A significant difference of the proposed technical solution is the following provisions:
- partial discharge is carried out in a volume of not less than 15% and not more than 30% of the volume of the bed of ore to be mined simultaneously by at least two vibratory feeders with the formation of one common zone, the release of magnetized ore is carried out after layer-by-layer breaking of ore in the entire block by the simultaneous dosed inclusion of all vibratory feeders in the block with the formation of the total flow of beaten ore in the mined space without mixing the beaten ore and aggregate material of the mined space, such as ice and waste rock.

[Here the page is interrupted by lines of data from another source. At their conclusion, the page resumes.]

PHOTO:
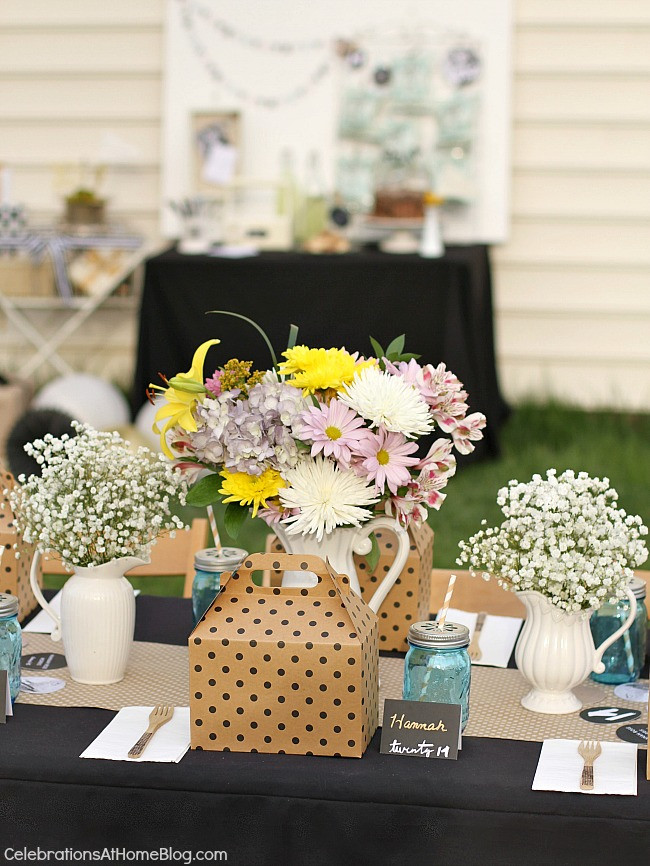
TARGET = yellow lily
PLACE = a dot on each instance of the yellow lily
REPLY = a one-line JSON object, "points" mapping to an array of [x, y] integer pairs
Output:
{"points": [[181, 396]]}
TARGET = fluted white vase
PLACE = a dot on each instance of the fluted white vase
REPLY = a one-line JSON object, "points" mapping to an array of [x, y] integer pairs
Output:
{"points": [[97, 619], [339, 546], [555, 652]]}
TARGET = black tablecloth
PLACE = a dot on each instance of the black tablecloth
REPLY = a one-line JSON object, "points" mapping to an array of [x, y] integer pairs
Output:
{"points": [[444, 306], [285, 809]]}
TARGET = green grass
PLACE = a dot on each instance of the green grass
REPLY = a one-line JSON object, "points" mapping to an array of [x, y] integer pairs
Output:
{"points": [[534, 439]]}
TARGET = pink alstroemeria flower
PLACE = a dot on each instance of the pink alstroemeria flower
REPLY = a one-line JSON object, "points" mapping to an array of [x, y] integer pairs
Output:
{"points": [[406, 511], [213, 384], [440, 458], [384, 459], [335, 430], [426, 488], [439, 387], [468, 431]]}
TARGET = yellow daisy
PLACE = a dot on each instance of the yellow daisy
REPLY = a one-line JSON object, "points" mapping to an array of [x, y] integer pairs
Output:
{"points": [[321, 369], [251, 489]]}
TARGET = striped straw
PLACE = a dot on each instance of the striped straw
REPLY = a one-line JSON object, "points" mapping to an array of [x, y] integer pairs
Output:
{"points": [[213, 527], [628, 651], [442, 615]]}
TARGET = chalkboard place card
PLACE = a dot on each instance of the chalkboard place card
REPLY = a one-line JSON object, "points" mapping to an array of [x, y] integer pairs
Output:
{"points": [[420, 729]]}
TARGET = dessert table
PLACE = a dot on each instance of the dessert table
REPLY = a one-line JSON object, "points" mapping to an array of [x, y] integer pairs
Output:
{"points": [[271, 809], [444, 306]]}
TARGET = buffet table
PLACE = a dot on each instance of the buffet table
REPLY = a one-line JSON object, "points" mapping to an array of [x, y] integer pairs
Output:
{"points": [[272, 809], [444, 306]]}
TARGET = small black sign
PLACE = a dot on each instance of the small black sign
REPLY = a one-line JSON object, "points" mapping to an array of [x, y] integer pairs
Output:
{"points": [[609, 715], [4, 693], [633, 734], [421, 730], [43, 661]]}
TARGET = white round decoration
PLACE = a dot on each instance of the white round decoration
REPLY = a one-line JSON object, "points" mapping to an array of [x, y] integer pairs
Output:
{"points": [[86, 398]]}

 This technical solution provides for the breaking of ore by explosive charges located in the layer with one fan (one row) with the line of least resistance 1.5-3.5 m, the depth of the wells can be up to 50 m (mainly determined by the ability of the drilling rig and the mechanization of charging explosive wells )

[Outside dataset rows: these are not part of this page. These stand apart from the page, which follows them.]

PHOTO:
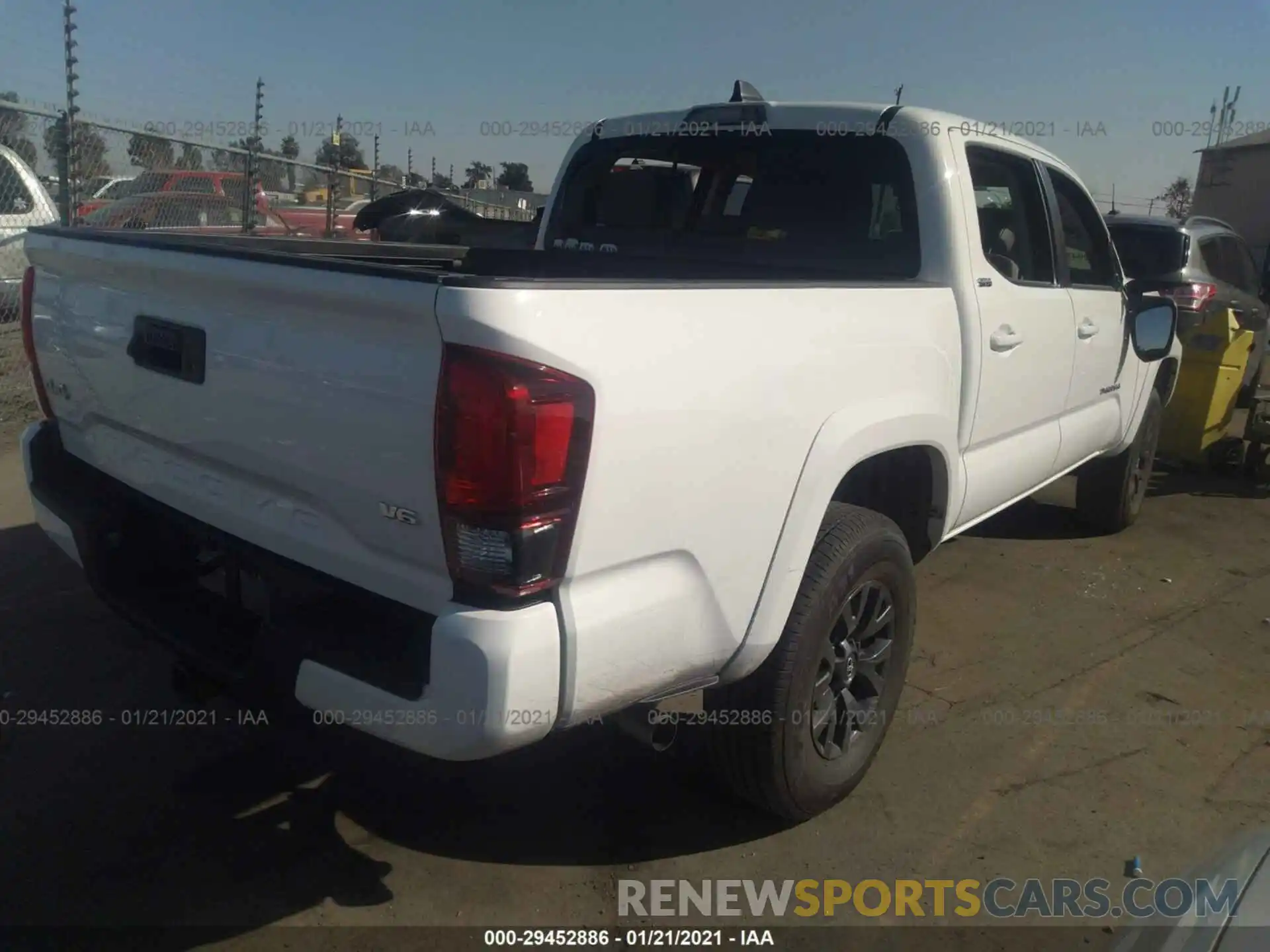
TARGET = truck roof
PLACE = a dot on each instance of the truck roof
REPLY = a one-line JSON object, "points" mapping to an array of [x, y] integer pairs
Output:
{"points": [[808, 114]]}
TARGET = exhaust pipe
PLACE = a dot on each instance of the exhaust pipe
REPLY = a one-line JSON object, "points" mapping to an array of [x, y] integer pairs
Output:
{"points": [[194, 688], [650, 727]]}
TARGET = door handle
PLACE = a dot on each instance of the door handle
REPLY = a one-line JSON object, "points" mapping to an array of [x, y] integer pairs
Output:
{"points": [[1005, 339]]}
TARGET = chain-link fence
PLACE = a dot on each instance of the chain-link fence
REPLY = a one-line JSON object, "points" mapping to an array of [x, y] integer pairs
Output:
{"points": [[114, 177], [17, 397]]}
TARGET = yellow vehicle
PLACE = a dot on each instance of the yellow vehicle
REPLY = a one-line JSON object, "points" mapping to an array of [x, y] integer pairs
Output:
{"points": [[1214, 360]]}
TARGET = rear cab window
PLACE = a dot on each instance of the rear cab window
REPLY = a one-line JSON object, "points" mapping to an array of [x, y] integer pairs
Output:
{"points": [[784, 198]]}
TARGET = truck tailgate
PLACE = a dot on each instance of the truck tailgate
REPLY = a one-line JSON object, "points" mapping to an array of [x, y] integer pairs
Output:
{"points": [[312, 428]]}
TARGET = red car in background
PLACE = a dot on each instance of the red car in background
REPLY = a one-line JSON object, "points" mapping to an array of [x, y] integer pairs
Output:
{"points": [[181, 211], [313, 219], [185, 180]]}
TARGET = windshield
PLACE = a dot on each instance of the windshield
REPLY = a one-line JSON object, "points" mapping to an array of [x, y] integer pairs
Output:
{"points": [[788, 197], [108, 214], [1148, 251], [116, 190], [144, 183]]}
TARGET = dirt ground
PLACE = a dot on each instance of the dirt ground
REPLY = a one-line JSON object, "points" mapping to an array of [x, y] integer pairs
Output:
{"points": [[239, 828]]}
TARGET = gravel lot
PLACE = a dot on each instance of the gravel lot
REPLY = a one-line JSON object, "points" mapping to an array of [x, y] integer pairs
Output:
{"points": [[237, 829]]}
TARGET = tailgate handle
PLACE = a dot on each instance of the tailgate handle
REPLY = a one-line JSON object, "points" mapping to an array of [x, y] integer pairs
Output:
{"points": [[172, 349]]}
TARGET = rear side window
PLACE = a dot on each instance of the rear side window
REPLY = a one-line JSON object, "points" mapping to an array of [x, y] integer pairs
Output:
{"points": [[1085, 235], [224, 214], [1218, 260], [1013, 226], [788, 198], [146, 182], [1238, 260], [15, 196], [1150, 252]]}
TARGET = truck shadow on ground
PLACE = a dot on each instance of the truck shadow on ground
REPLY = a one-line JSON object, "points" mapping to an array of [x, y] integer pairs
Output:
{"points": [[1039, 520], [239, 826], [1175, 480]]}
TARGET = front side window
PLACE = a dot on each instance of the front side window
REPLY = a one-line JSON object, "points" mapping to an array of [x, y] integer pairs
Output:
{"points": [[1011, 210], [1086, 244], [196, 184]]}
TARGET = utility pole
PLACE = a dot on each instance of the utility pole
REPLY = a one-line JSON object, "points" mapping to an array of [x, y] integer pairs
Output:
{"points": [[1230, 116], [252, 172], [333, 182], [70, 187]]}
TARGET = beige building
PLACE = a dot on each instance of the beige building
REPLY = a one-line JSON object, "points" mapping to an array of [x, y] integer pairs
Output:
{"points": [[1234, 184]]}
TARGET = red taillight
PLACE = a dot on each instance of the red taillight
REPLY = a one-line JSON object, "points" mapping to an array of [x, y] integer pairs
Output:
{"points": [[28, 340], [512, 441], [1191, 298]]}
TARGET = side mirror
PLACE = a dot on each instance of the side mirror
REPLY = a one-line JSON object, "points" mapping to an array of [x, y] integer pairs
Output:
{"points": [[1154, 324]]}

 The location of the wells with one fan allows us to exclude the pre-consolidation of the beaten ore by the explosion of explosive charges of the adjacent fan. In addition, practice shows that when using the layout of wells in 2 or more rows, failures are observed due to the detonation of part of the wells of the adjacent fan, emerging from these considerations the method involves breaking the ore with a layer with one location of the fan of the wells.

 When the wells are located in one fan, it becomes possible to control the degree of ore crushing, and, if necessary, the use of shaking ore breaking. When mining kimberlite, to reduce the degree of damage to the crystals, tremor blasting is necessary. In a shocking explosion, a collapsed mass is broken by a system of cracks without displacement, and therefore, without special technological operations, the production of such ore is impossible. The proposed method provides after blasting the layer to produce simultaneous operation of at least two vibratory feeders.

 Vibration feeders are mounted perpendicular to the long axis of the drilling according to the following scheme. Vibratory feeders of a special design, the width of the working platform from 1.0 to 2.5 m (vibratory feeders of greater width in underground workings are not transportable) are installed parallel to each other at a distance of 3-5 m from each other. At a distance of less than 3 m, the whole ore between adjacent feeders is unreliable and requires special maintenance measures. At a distance of more than 5 m between the vibrating feeders, the formed zones of ore flows under each of the vibratory feeders are connected at a high height, which reduces the efficiency of the joint operation of the vibratory feeders. Practice has established that during the operation of the vibrating feeder above its working surface, an active vibration zone is formed to a height of 3 m.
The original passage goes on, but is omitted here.